Remodelers are aware of the growing importance of Millennials in the housing market, with that demographic now making up over half of today’s homebuyers. And there's ever more research being done on this segment to try to better understand its needs and buying habits. The latest in Millennial research related to homebuying and remodeling comes from lifestyle brand Better Homes & Gardens, owned by media company Meredith Corp., which has released findings from its ninth annual survey tracking trends in attitudes and behaviors of U.S. homeowners, this time with a specific focus on Millennials.
The current research focuses on Millennial homeowners aged 22 to 39, specifically what it calls Millennial "firsts"—that is, Millennials who have made their first home purchase and have been living in that first home for five years or less.

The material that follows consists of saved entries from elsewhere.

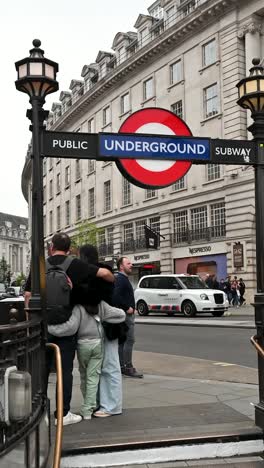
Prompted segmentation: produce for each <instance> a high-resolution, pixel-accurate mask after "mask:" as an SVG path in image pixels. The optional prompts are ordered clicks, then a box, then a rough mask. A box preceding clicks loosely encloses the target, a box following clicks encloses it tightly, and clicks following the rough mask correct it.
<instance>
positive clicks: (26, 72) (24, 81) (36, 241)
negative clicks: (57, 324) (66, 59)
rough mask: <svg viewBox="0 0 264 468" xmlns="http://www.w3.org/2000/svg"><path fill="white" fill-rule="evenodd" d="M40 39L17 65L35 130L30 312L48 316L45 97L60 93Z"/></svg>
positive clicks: (18, 72) (29, 302)
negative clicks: (44, 152) (45, 176)
mask: <svg viewBox="0 0 264 468" xmlns="http://www.w3.org/2000/svg"><path fill="white" fill-rule="evenodd" d="M40 46H41V42H40V40H39V39H34V41H33V48H32V49H31V50H30V55H29V57H26V58H24V59H22V60H19V61H18V62H16V63H15V67H16V70H17V80H16V82H15V85H16V88H17V90H18V91H21V92H22V93H26V94H27V95H28V96H29V102H30V103H31V106H32V109H29V110H28V111H27V117H28V118H29V119H30V121H31V124H32V125H31V126H30V130H31V131H32V158H31V162H32V203H31V299H30V301H29V309H30V310H31V311H32V312H33V311H35V312H39V314H41V315H42V316H43V315H44V314H45V300H44V298H45V260H44V239H43V237H44V236H43V182H42V179H43V176H42V173H43V171H42V156H43V154H42V153H43V152H42V141H43V130H44V129H45V127H44V121H45V119H46V118H47V116H48V112H47V111H45V110H44V109H43V104H44V103H45V97H46V96H47V95H48V94H51V93H54V92H56V91H57V90H58V88H59V85H58V82H57V81H56V75H57V72H58V64H57V63H56V62H53V61H52V60H49V59H47V58H46V57H44V51H43V50H42V49H41V48H40Z"/></svg>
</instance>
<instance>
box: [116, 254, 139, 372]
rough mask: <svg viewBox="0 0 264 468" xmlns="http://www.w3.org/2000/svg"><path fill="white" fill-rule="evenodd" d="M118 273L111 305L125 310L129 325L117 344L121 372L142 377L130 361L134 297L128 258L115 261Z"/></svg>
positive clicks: (134, 327) (133, 338) (133, 306)
mask: <svg viewBox="0 0 264 468" xmlns="http://www.w3.org/2000/svg"><path fill="white" fill-rule="evenodd" d="M117 268H118V273H117V275H116V280H115V287H114V293H113V305H114V306H115V307H119V308H120V309H123V310H124V311H125V312H126V324H127V325H128V327H129V330H128V332H127V338H126V341H125V342H124V343H122V344H120V345H119V359H120V365H121V371H122V374H124V375H126V376H128V377H137V378H142V377H143V374H141V373H140V372H137V370H136V369H135V367H134V366H133V363H132V352H133V345H134V342H135V298H134V291H133V288H132V285H131V283H130V281H129V279H128V276H129V275H131V273H132V268H133V265H132V263H131V261H130V260H129V258H127V257H121V258H119V259H118V261H117Z"/></svg>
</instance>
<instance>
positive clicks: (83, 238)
mask: <svg viewBox="0 0 264 468" xmlns="http://www.w3.org/2000/svg"><path fill="white" fill-rule="evenodd" d="M102 231H103V229H102V228H98V227H97V226H96V224H95V223H91V222H90V221H88V220H85V221H82V223H80V224H79V226H78V229H77V233H76V234H75V235H74V236H73V237H72V238H71V245H72V247H73V249H78V248H79V247H81V246H82V245H85V244H91V245H97V236H98V234H100V232H102Z"/></svg>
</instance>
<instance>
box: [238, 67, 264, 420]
mask: <svg viewBox="0 0 264 468" xmlns="http://www.w3.org/2000/svg"><path fill="white" fill-rule="evenodd" d="M252 63H253V67H252V68H251V69H250V75H249V76H248V77H246V78H243V79H242V80H240V82H239V83H238V84H237V87H238V95H239V99H238V101H237V103H238V104H239V105H240V106H241V107H243V108H244V109H249V110H250V111H251V116H252V119H253V123H252V125H250V126H249V127H248V130H249V131H250V132H251V133H252V135H253V138H254V141H255V142H256V151H257V160H258V164H257V165H256V166H255V201H256V273H257V293H256V294H255V296H254V307H255V323H256V328H257V337H256V338H257V342H258V346H259V347H260V348H259V349H260V350H261V349H262V350H263V349H264V68H263V66H262V65H260V60H259V59H257V58H255V59H253V60H252ZM258 374H259V403H258V404H257V405H256V407H255V420H256V424H257V425H258V426H260V427H261V428H263V429H264V359H263V357H262V356H261V355H260V354H258Z"/></svg>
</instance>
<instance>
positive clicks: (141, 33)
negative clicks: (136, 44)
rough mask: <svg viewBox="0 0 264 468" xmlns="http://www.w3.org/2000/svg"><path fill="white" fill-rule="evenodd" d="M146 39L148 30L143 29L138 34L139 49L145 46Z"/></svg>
mask: <svg viewBox="0 0 264 468" xmlns="http://www.w3.org/2000/svg"><path fill="white" fill-rule="evenodd" d="M147 37H148V28H144V29H142V31H140V32H139V45H140V47H143V46H144V45H145V44H146V42H147Z"/></svg>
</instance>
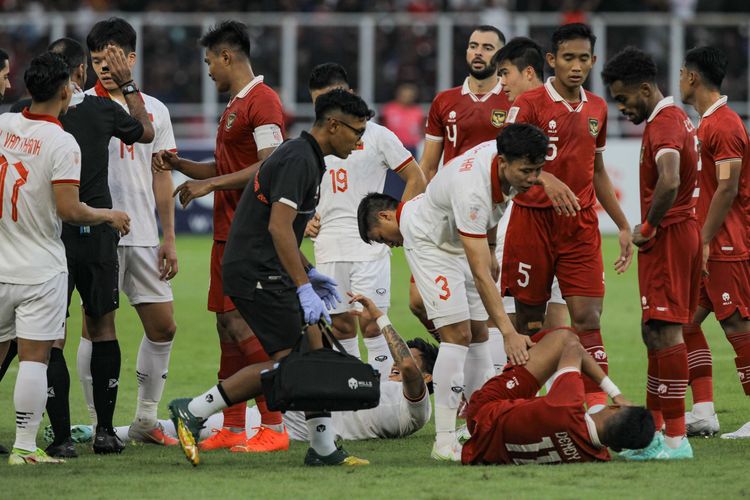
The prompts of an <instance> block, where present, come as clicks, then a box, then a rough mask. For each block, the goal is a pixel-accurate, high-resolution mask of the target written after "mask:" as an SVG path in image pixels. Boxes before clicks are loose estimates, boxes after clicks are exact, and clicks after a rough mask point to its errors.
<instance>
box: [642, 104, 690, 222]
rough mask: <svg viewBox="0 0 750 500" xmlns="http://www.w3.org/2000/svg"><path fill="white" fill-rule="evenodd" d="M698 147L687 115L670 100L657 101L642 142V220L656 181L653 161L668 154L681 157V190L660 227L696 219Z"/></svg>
mask: <svg viewBox="0 0 750 500" xmlns="http://www.w3.org/2000/svg"><path fill="white" fill-rule="evenodd" d="M697 146H698V139H697V138H696V135H695V127H693V122H691V121H690V118H688V116H687V114H685V112H684V111H683V110H682V109H680V108H678V107H677V106H675V105H674V99H673V98H672V97H665V98H664V99H662V100H661V101H659V103H658V104H657V105H656V107H655V108H654V111H653V112H652V113H651V116H650V117H649V118H648V120H647V121H646V129H645V130H644V131H643V142H642V143H641V161H640V163H641V220H646V215H647V214H648V211H649V209H650V208H651V202H652V201H653V196H654V188H655V187H656V182H657V181H658V180H659V170H658V169H657V167H656V160H657V159H659V157H661V155H663V154H665V153H668V152H675V153H677V154H679V155H680V188H679V189H678V191H677V198H676V199H675V201H674V204H673V205H672V208H670V209H669V210H668V211H667V213H666V214H665V215H664V218H663V219H662V221H661V224H660V225H661V226H668V225H669V224H673V223H675V222H682V221H684V220H687V219H693V218H695V205H696V200H697V196H698V190H697V189H696V188H697V186H698V152H697Z"/></svg>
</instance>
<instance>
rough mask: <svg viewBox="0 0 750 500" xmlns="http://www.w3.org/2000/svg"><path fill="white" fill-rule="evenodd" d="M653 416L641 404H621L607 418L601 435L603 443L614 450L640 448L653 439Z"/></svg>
mask: <svg viewBox="0 0 750 500" xmlns="http://www.w3.org/2000/svg"><path fill="white" fill-rule="evenodd" d="M655 431H656V429H655V427H654V417H653V416H652V415H651V412H650V411H649V410H647V409H646V408H644V407H643V406H623V407H622V408H620V411H619V412H617V413H616V414H615V415H612V416H611V417H609V419H608V420H607V424H606V425H605V427H604V431H603V432H602V435H601V436H599V438H600V441H601V443H602V444H603V445H605V446H609V447H610V448H612V449H613V450H615V451H620V450H623V449H624V450H640V449H643V448H645V447H646V446H648V444H649V443H650V442H651V440H652V439H654V432H655Z"/></svg>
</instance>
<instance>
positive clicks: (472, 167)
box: [400, 140, 515, 255]
mask: <svg viewBox="0 0 750 500" xmlns="http://www.w3.org/2000/svg"><path fill="white" fill-rule="evenodd" d="M498 168H499V167H498V163H497V146H496V142H495V141H494V140H492V141H487V142H483V143H481V144H479V145H477V146H475V147H473V148H471V149H469V150H468V151H466V152H465V153H464V154H462V155H460V156H457V157H456V158H454V159H453V160H451V161H450V162H448V163H447V164H446V165H445V166H444V167H443V168H442V169H440V170H439V171H438V173H437V175H435V177H434V178H433V179H432V181H430V183H429V184H428V185H427V190H426V191H425V194H424V196H423V197H421V198H420V199H419V200H416V199H415V200H414V201H415V202H416V203H414V202H412V203H407V204H406V205H405V206H406V207H409V210H408V212H409V217H408V218H404V220H403V221H400V222H401V223H402V231H401V232H402V234H403V235H404V247H405V248H410V245H412V244H413V243H412V242H413V241H414V240H413V239H412V238H417V239H420V240H428V241H431V242H432V243H433V244H434V245H435V246H437V247H438V248H440V249H441V250H443V251H445V252H447V253H450V254H456V255H462V254H463V253H464V249H463V245H462V244H461V236H468V237H475V238H486V237H487V231H488V230H489V229H491V228H492V227H494V226H496V225H497V223H498V222H499V221H500V218H501V217H502V215H503V212H505V209H506V208H507V206H508V202H509V201H510V199H511V198H512V197H513V196H515V190H513V189H512V190H511V194H510V195H509V196H506V195H504V194H503V192H502V189H501V184H500V178H499V172H498ZM412 205H413V206H412ZM407 219H408V220H407Z"/></svg>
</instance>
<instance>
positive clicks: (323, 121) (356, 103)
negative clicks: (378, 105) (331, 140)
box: [315, 89, 375, 125]
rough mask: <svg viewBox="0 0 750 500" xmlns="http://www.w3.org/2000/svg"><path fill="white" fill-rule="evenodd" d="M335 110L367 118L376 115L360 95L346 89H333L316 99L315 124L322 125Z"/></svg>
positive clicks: (367, 118)
mask: <svg viewBox="0 0 750 500" xmlns="http://www.w3.org/2000/svg"><path fill="white" fill-rule="evenodd" d="M335 111H340V112H341V113H344V114H345V115H351V116H354V117H355V118H366V119H367V120H369V119H370V118H372V117H373V116H374V115H375V112H374V111H373V110H371V109H370V108H368V107H367V103H365V101H363V100H362V98H361V97H359V96H358V95H355V94H352V93H351V92H349V91H347V90H344V89H333V90H331V91H329V92H326V93H325V94H322V95H321V96H320V97H318V98H317V99H316V100H315V124H316V125H321V124H322V123H323V122H324V121H325V120H326V119H327V118H328V117H329V116H330V115H331V113H333V112H335Z"/></svg>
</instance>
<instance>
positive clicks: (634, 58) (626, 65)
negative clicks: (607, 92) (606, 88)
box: [602, 46, 656, 86]
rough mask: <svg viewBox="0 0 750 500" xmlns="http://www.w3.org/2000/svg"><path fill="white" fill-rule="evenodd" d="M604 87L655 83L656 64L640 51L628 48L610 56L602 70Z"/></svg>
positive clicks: (652, 58)
mask: <svg viewBox="0 0 750 500" xmlns="http://www.w3.org/2000/svg"><path fill="white" fill-rule="evenodd" d="M602 80H604V83H605V84H606V85H612V84H613V83H615V82H618V81H619V82H622V83H623V85H627V86H630V85H640V84H641V83H655V82H656V63H655V62H654V59H653V58H652V57H651V56H650V55H648V54H646V53H645V52H643V51H642V50H641V49H639V48H637V47H633V46H628V47H625V48H624V49H622V50H621V51H620V52H618V53H617V54H615V55H614V56H612V58H611V59H610V60H609V61H607V63H606V64H605V65H604V69H602Z"/></svg>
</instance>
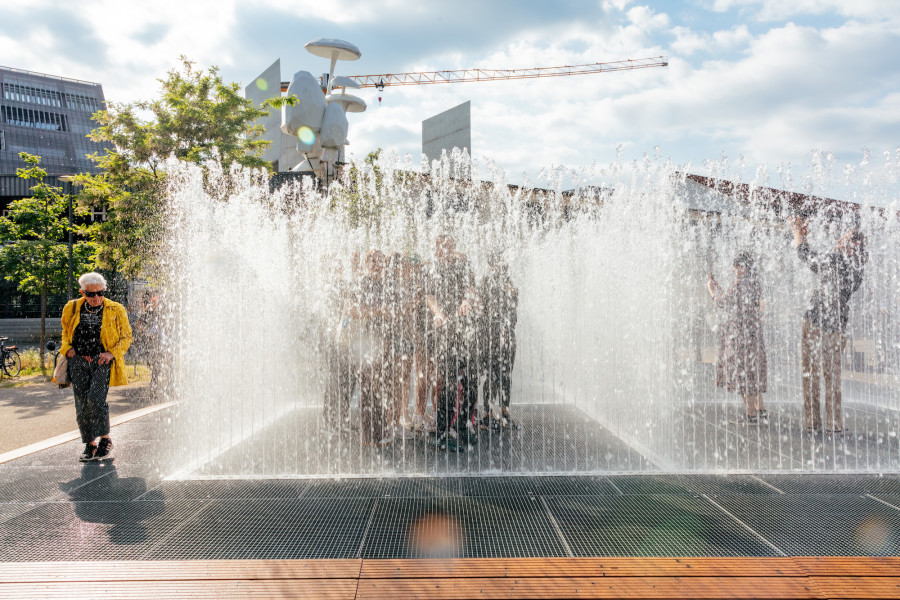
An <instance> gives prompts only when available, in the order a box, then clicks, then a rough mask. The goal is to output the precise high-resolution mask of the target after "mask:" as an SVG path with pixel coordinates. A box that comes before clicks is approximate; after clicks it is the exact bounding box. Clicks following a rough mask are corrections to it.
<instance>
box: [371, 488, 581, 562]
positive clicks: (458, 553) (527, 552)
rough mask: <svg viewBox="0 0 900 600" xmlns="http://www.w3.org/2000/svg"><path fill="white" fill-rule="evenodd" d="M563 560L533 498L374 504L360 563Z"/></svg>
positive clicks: (542, 513)
mask: <svg viewBox="0 0 900 600" xmlns="http://www.w3.org/2000/svg"><path fill="white" fill-rule="evenodd" d="M454 556H465V557H471V558H482V557H494V556H510V557H516V556H566V550H565V546H564V545H563V543H562V542H561V540H560V538H559V535H558V534H557V532H556V530H555V529H554V527H553V523H552V521H551V520H550V518H549V517H548V515H547V513H546V511H545V510H544V507H543V504H542V503H541V501H540V500H539V499H537V498H533V497H524V498H516V497H510V498H499V497H478V498H447V499H441V498H434V499H397V500H394V499H392V500H379V501H378V504H377V506H376V508H375V512H374V514H373V518H372V522H371V524H370V526H369V530H368V533H367V535H366V540H365V544H364V546H363V550H362V556H361V557H362V558H431V557H454Z"/></svg>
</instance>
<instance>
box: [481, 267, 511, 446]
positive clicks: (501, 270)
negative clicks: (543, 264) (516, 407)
mask: <svg viewBox="0 0 900 600" xmlns="http://www.w3.org/2000/svg"><path fill="white" fill-rule="evenodd" d="M489 262H490V271H489V273H488V274H487V275H485V277H484V279H482V281H481V298H482V301H483V302H484V312H485V329H486V331H485V333H486V335H485V338H486V340H485V341H486V343H485V344H484V346H485V348H484V351H485V357H484V367H483V368H484V370H485V374H486V375H487V385H486V388H485V394H484V416H483V418H482V419H481V427H482V428H483V429H488V428H490V427H491V425H492V422H491V407H490V403H491V402H493V401H496V402H497V403H499V404H500V412H501V416H500V420H499V421H498V422H496V423H494V425H495V426H501V427H516V424H515V423H514V422H513V420H512V418H511V417H510V414H509V400H510V395H511V393H512V378H511V377H512V368H513V364H514V363H515V360H516V320H517V314H518V306H519V288H517V287H516V286H515V284H514V283H513V281H512V278H511V277H510V276H509V265H507V264H506V262H505V261H504V260H503V255H502V254H501V253H500V252H494V253H492V254H491V257H490V260H489Z"/></svg>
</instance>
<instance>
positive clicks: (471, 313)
mask: <svg viewBox="0 0 900 600" xmlns="http://www.w3.org/2000/svg"><path fill="white" fill-rule="evenodd" d="M474 286H475V274H474V272H473V271H472V267H471V265H470V264H469V261H468V259H466V258H465V257H464V256H456V257H454V258H453V259H452V260H450V261H448V262H444V261H435V262H434V264H433V265H432V267H431V270H430V271H429V273H428V277H427V280H426V283H425V295H426V296H429V295H430V296H434V298H435V300H436V301H437V304H438V306H439V307H440V309H441V312H443V313H444V316H445V317H447V322H446V323H445V324H444V325H443V326H442V327H441V328H440V329H437V330H435V329H434V326H433V321H432V319H431V318H429V319H428V321H427V323H426V324H427V325H428V331H429V332H431V334H432V335H431V339H430V340H429V341H430V342H431V343H432V347H433V348H435V349H436V350H438V351H442V350H445V349H453V350H454V351H455V352H459V351H462V350H463V348H464V347H465V346H467V345H468V343H469V342H471V341H472V337H473V335H474V333H475V332H476V330H477V329H478V325H479V315H478V314H477V312H476V311H474V310H472V311H469V313H468V314H467V315H464V316H459V315H457V312H458V310H459V306H460V304H462V303H463V301H464V300H465V299H466V290H468V289H469V288H472V287H474ZM437 342H442V343H441V344H439V345H438V346H437V347H435V346H434V344H435V343H437Z"/></svg>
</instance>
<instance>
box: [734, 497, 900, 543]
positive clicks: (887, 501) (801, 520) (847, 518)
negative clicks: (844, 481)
mask: <svg viewBox="0 0 900 600" xmlns="http://www.w3.org/2000/svg"><path fill="white" fill-rule="evenodd" d="M882 498H883V499H884V500H885V501H887V502H890V500H888V498H891V496H889V495H885V496H882ZM716 502H718V503H719V504H720V505H721V506H723V507H724V508H725V509H726V510H728V511H729V512H730V513H732V514H733V515H735V516H736V517H737V518H738V519H740V520H741V521H743V522H744V523H746V524H747V525H748V526H749V527H751V528H753V529H754V530H755V531H757V532H759V534H760V535H762V536H763V537H765V538H766V539H767V540H769V541H770V542H772V543H773V544H774V545H775V546H777V547H778V548H779V549H781V550H782V551H783V552H785V553H786V554H788V555H803V556H882V555H890V556H896V555H898V554H900V510H897V509H896V508H892V507H890V506H886V505H884V504H882V503H880V502H878V501H876V500H873V499H871V498H866V497H863V496H855V495H849V494H832V495H826V494H814V495H813V494H810V495H776V496H733V497H728V496H722V497H719V498H716Z"/></svg>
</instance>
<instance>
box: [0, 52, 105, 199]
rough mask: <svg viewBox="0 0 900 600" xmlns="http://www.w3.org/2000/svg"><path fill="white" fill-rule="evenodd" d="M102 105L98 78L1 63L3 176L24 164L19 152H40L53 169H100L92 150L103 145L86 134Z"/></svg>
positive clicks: (101, 95) (1, 105)
mask: <svg viewBox="0 0 900 600" xmlns="http://www.w3.org/2000/svg"><path fill="white" fill-rule="evenodd" d="M103 107H104V97H103V86H101V85H100V84H99V83H92V82H90V81H80V80H77V79H69V78H66V77H57V76H55V75H45V74H42V73H34V72H31V71H23V70H20V69H13V68H9V67H0V176H2V175H15V173H16V169H18V168H20V167H22V166H23V163H22V160H21V159H20V158H19V152H28V153H29V154H36V155H38V156H40V157H41V166H42V167H44V169H46V170H47V173H48V174H50V175H70V174H74V173H83V172H95V171H96V170H97V169H96V167H95V166H94V163H92V162H91V161H90V160H88V158H87V155H88V154H93V153H95V152H102V151H103V149H104V145H103V144H98V143H96V142H92V141H91V140H89V139H88V138H87V137H86V136H87V134H89V133H90V132H91V130H92V129H94V127H95V124H94V122H93V121H92V120H91V115H92V114H93V113H95V112H96V111H98V110H101V109H102V108H103ZM16 195H18V194H16Z"/></svg>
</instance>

The quantitative survey of 605 U.S. Millennial homeowners living in single-family homes was fielded online from Sept. 19–30, 2016, with a sampling error of +/- 5.6 percent.
Jill Waage, editorial director of digital content and products at Better Homes & Gardens, gave a presentation at the 2017 NAHB International Builders' Show in Orlando about the survey's findings.
Aspirations checked by reality: 85 percent of Millennials see homeownership as a solid investment and a good way to build equity. But while homeownership is an important part of their "American Dream," Millennials—especially Millennial "firsts"—are extremely practical about homeownership and remodeling, according to the study. Yes, they have aspirations when it comes to their dream homes, but their approach to home-related goals and budgets is ultimately realistic and they're not interested in financially overextending themselves to achieve those goals.
More modest: In terms of home size, on average, the study indicates that MIllennial "firsts" would like midsize homes around 2,116 square feet. And when it comes to living spaces, their focus is on practical needs: 64 percent desire a renovated kitchen, 60 percent a renovated bathroom, and 59 percent want a deck/patio space.
Work required: Millennial "firsts" are more likely to live in lower-end homes, which often consists of older housing stock that requires some remodeling. Fifty percent of "firsts" report that the condition of their current home required some degree of repair or remodel.
Patience aplenty: Millennial "firsts" are financially conscious and are willing to pace themselves when it comes to achieving their home goals, taking on projects as they progress through life stages and become more financially stable. Just 50 percent of "firsts," the study finds, are willing to spend top dollar to get the exact features and quality they want, and only 36 percent are willing to take out a loan to take advantage of a deal. "Firsts" are willing to wait to embark on projects and are not averse to doing DIY projects to make the job more affordable.
DIY approach: Nearly 90 percent of "firsts" say they are either "very interested" or "extremely interested" in learning about home repair and home improvement. And when it comes to home improvement needs, just one in four "firsts" say they will pick up the phone to call a pro and pay someone to do the work. Three out of four "firsts" do some degree of DIY in their home.
Bang for your buck: Painting walls, installing tile, and installing light fixtures are the kinds of simple interior remodeling projects for which Millennial "firsts" responding to the survey indicated the greatest need. Such projects are relatively straightforward but add value to the home and have almost immediate impact.
"These 'firsts' are replacing big-budget homes and expensive renovations with patience, frugalness, and practicality," according to Waage.